Chimera Ransomware Operation Shut Down

ransomware

Researchers believe the Chimera ransomware operation has been shut down, and that it never could live up to its promise of publishing victims’ data online.

It seems that as quickly as the Chimera ransomware surfaced, the operation has been shut down.

Researchers at Bleeping Computer said Tuesday that the malware was no longer active. A number of security companies were publishing alerts about this latest strain of crypto-ransomware, which was primarily targeting users in Germany and made veiled threats of publishing victims’ encrypted data online.

Lawrence Abrams of Bleeping Computer, however said that was indeed an empty threat and that the malware did not have the capability to do this.

“They encrypt the data files but do not transmit any details about these files or the files themselves anywhere during the encryption process. The encryption part of the malware also deletes itself after running, so there is nothing left to transmit them later,” Abrams said. “The decrypter that they have you download does sit there running while it waits for the decryption key to be sent to it, but we have the source code for it and it does not send data files anywhere.”

Abrams said that researcher Fabian Wosar of Emisoft has also looked into Chimera and his educated guess is that the rash of attention foisted upon the campaigns in Germany may have forced the attackers’ hand to shut down the operation. Abrams worries, however, that other ransomware gangs may follow Chimera’s lead, in particular around its unique use of the Bitmessage peer-to-peer messaging protocol for communication and payment transactions between the attackers and victim computers.

Bitmessage operationally is similar to Bitcoin in that all users receive all encrypted messages through the system. Only those clients with a private key to access the message, in this case the attacker. The distributed nature of the system and the encryption afforded each message made it attractive to the attackers.

“As long as the malware developer has access to a computer, they can access their bitmessages and retrieve new keys and send decryption keys,” Abrams said. “All bitmessages are saved and distributed to other peers for two days, so the developer can move from location to location and still be able to access messages that were received during that time frame.

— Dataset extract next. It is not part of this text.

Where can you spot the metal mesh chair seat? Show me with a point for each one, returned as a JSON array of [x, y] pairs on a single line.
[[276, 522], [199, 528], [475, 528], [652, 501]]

As many of the peers use Tor, VPNs, I2P, etc and because all peers forward on the messages, there is no way to truly determine who the original sender was.”

bitmessage-messages

Chimera popped up in September, spreading in business-related emails to companies in Germany. Botfrei, the Anti-Botnet Advisory Centre, earlier this month published an advisory warning companies about the spread of Chimera and the messaging used to move the malware. Emails included links to resources stored on Dropbox, which are instead the Chimera malware. The ransomware downloads and encrypts locally stored data and network drives connected to the victimized computer.

The ransom notes demands about $700 USD to be paid in Bitcoin, and promises that the attackers will publish personal data and photographs online if the ransom is not paid.